The National Institute on Drug Abuse (NIDA) confirmed this safety profile for kratom in its September 20, 2018 update to the DrugFacts publication as follows:
Can a person overdose on kratom?
In 2017, the Food and Drug Administration (FDA) began issuing a series of warnings about kratom and now identifies at least 44 deaths related to its use, with at least one case being investigated as possible use of pure kratom. Most kratom associated deaths appear to have resulted from adulterated products (other drugs mixed in with the kratom) or taking kratom along with other potent substances, including illicit drugs, opioids, benzodiazepines, alcohol, gabapentin, and over-the-counter medications, such as cough syrup. Also, there have been some reports of kratom packaged as dietary supplements or dietary ingredients that were laced with other compounds that caused deaths.
The following documents can be downloaded individually or with the link to the right. Download All
Document 1: Patterns of Kratom use and health impact in the US – results from an online survey; Grundmann; Drug and Alcohol Dependence, 2017.
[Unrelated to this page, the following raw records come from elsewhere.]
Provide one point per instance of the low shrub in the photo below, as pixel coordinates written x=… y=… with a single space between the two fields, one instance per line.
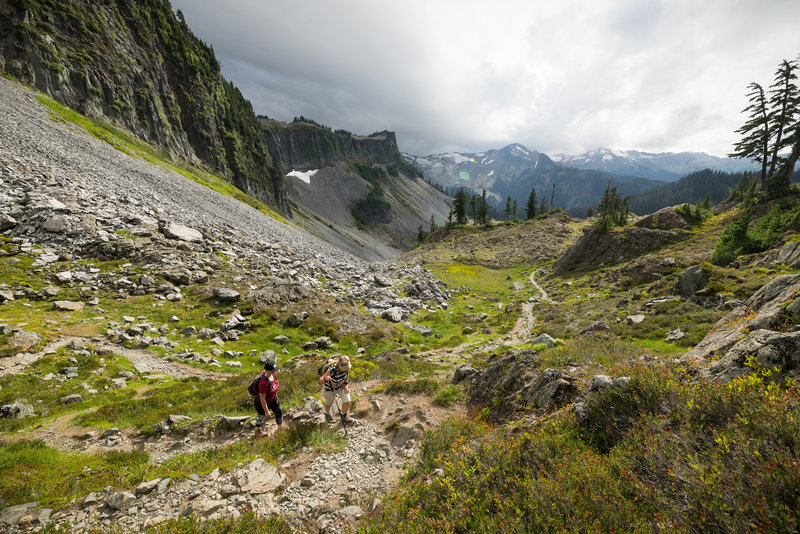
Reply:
x=661 y=454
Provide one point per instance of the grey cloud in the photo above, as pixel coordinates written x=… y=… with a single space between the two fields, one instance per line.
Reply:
x=471 y=75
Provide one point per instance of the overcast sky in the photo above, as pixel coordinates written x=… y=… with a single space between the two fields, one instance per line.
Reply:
x=559 y=76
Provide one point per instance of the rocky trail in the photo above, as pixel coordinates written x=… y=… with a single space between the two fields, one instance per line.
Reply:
x=314 y=491
x=143 y=362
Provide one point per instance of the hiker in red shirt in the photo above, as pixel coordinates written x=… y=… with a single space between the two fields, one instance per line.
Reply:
x=267 y=398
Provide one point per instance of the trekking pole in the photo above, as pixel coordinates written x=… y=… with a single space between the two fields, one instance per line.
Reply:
x=344 y=426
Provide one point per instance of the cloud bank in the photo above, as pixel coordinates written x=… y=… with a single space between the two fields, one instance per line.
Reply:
x=558 y=77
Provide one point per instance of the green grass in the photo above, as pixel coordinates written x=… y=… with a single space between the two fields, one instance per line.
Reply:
x=130 y=145
x=443 y=394
x=27 y=473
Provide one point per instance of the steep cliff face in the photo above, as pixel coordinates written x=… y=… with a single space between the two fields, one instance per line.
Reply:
x=304 y=144
x=357 y=192
x=136 y=64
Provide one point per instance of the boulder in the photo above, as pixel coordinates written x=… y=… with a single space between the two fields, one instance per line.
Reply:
x=765 y=327
x=70 y=399
x=463 y=372
x=226 y=294
x=24 y=340
x=544 y=339
x=56 y=224
x=776 y=351
x=675 y=335
x=7 y=222
x=180 y=232
x=788 y=254
x=121 y=500
x=146 y=487
x=597 y=328
x=690 y=281
x=393 y=314
x=258 y=477
x=323 y=342
x=268 y=356
x=204 y=507
x=295 y=320
x=516 y=380
x=16 y=411
x=664 y=219
x=634 y=319
x=14 y=514
x=67 y=305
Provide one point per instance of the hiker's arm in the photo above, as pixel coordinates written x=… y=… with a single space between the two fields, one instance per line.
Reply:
x=263 y=397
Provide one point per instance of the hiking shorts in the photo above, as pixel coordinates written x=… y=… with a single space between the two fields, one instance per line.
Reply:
x=274 y=407
x=328 y=396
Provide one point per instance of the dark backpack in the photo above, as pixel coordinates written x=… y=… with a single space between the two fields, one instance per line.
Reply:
x=253 y=387
x=326 y=366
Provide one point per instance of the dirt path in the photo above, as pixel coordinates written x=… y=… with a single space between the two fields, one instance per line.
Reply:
x=144 y=362
x=540 y=289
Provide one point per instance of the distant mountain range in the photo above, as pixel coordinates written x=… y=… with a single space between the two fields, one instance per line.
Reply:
x=664 y=166
x=574 y=182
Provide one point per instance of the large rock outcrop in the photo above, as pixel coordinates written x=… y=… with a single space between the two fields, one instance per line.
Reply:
x=597 y=247
x=514 y=385
x=763 y=332
x=139 y=66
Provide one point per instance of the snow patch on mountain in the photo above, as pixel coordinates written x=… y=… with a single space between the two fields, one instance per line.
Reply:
x=303 y=176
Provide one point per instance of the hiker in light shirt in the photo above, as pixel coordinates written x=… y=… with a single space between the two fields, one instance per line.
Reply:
x=335 y=382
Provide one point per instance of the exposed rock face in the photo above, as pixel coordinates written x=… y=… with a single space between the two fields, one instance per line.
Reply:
x=764 y=327
x=596 y=247
x=304 y=145
x=136 y=78
x=663 y=219
x=521 y=386
x=788 y=254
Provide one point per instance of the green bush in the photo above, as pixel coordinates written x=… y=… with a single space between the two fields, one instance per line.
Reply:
x=662 y=454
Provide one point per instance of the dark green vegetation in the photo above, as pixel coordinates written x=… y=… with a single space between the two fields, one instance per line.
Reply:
x=741 y=237
x=666 y=456
x=27 y=466
x=163 y=84
x=691 y=188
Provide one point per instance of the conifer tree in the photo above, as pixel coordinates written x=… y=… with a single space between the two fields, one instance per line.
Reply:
x=460 y=207
x=771 y=128
x=532 y=207
x=484 y=209
x=756 y=131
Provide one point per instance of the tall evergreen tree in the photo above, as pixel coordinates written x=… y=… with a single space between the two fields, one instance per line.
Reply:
x=771 y=128
x=756 y=131
x=473 y=208
x=532 y=207
x=484 y=209
x=783 y=104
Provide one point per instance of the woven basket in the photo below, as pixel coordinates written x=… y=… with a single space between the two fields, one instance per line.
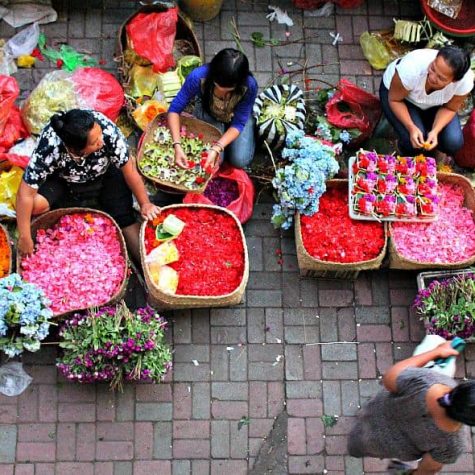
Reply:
x=164 y=301
x=184 y=32
x=197 y=126
x=3 y=230
x=311 y=267
x=397 y=261
x=49 y=219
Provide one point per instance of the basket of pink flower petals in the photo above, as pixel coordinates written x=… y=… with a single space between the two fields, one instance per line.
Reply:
x=79 y=259
x=446 y=243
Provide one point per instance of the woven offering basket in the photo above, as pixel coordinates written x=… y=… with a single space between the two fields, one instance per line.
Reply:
x=49 y=219
x=196 y=126
x=311 y=267
x=5 y=232
x=166 y=301
x=184 y=35
x=398 y=261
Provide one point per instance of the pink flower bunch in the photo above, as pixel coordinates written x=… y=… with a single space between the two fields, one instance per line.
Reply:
x=78 y=263
x=449 y=239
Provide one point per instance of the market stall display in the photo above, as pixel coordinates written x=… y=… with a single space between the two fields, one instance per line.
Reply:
x=194 y=256
x=332 y=245
x=156 y=156
x=449 y=241
x=79 y=261
x=392 y=188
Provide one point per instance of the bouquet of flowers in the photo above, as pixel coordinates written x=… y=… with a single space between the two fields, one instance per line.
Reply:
x=113 y=344
x=24 y=316
x=158 y=160
x=448 y=306
x=300 y=184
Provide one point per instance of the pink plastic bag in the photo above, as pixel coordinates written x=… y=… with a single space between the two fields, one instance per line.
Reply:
x=100 y=90
x=152 y=36
x=9 y=91
x=243 y=206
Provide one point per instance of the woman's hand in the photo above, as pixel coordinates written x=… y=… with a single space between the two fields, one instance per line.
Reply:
x=416 y=136
x=432 y=140
x=25 y=245
x=149 y=211
x=180 y=157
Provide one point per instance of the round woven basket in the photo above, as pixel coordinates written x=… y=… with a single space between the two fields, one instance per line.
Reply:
x=164 y=301
x=397 y=261
x=49 y=219
x=312 y=267
x=5 y=232
x=196 y=126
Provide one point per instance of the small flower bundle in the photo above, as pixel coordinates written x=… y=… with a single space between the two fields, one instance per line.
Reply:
x=222 y=192
x=24 y=316
x=5 y=255
x=448 y=306
x=450 y=239
x=113 y=344
x=78 y=263
x=210 y=248
x=331 y=235
x=393 y=188
x=301 y=183
x=158 y=160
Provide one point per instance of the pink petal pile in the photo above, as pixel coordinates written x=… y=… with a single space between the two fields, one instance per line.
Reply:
x=78 y=263
x=449 y=239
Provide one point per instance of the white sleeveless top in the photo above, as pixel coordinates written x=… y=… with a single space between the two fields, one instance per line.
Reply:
x=412 y=70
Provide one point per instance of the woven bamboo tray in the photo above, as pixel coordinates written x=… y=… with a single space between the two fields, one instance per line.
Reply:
x=4 y=231
x=197 y=126
x=164 y=301
x=49 y=219
x=311 y=267
x=397 y=261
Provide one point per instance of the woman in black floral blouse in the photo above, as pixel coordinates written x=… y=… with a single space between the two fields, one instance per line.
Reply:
x=73 y=161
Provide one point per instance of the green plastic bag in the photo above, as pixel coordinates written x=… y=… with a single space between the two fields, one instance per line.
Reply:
x=375 y=51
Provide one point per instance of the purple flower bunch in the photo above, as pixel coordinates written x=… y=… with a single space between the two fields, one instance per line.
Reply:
x=114 y=344
x=448 y=306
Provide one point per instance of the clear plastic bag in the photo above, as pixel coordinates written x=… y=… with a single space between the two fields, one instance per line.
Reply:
x=13 y=379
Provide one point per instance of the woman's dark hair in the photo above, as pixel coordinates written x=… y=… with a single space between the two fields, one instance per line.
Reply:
x=73 y=128
x=459 y=404
x=229 y=68
x=457 y=59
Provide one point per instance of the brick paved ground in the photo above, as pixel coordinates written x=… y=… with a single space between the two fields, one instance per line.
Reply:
x=190 y=423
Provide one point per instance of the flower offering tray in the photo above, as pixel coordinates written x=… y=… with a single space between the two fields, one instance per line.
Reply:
x=166 y=174
x=389 y=188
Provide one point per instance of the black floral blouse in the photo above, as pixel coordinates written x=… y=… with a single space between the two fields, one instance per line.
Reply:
x=51 y=156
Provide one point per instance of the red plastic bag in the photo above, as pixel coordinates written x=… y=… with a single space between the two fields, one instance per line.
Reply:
x=100 y=90
x=352 y=107
x=9 y=91
x=243 y=206
x=152 y=35
x=465 y=157
x=14 y=130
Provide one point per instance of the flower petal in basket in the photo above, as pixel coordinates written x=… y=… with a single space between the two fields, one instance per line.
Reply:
x=70 y=243
x=199 y=260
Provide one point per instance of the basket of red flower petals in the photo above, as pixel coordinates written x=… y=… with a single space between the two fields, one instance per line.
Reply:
x=448 y=242
x=79 y=260
x=332 y=245
x=156 y=154
x=193 y=256
x=5 y=253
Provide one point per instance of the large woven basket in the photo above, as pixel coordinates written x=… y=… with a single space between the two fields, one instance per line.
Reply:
x=397 y=261
x=197 y=126
x=311 y=267
x=5 y=232
x=49 y=219
x=184 y=33
x=164 y=301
There are nearly 5 million kratom users in the United States, and surveys show that kratom is primarily used by a middle-aged (31 – 50 years), middle income ($35,000 and above) population for purposes of self-treating pain (68%) and emotional or mental conditions (66%). Consumers report that kratom had only mild negative effects.
Document 2: Abuse Liability and therapeutic potential of the Mitragyna speciosa (kratom) alkaloids mitragynine and 7-hydroxymitragynine, Addiction Biology; Hemby, McIntosh, Leon, Cutler & McCurdy, published on June 27, 2018.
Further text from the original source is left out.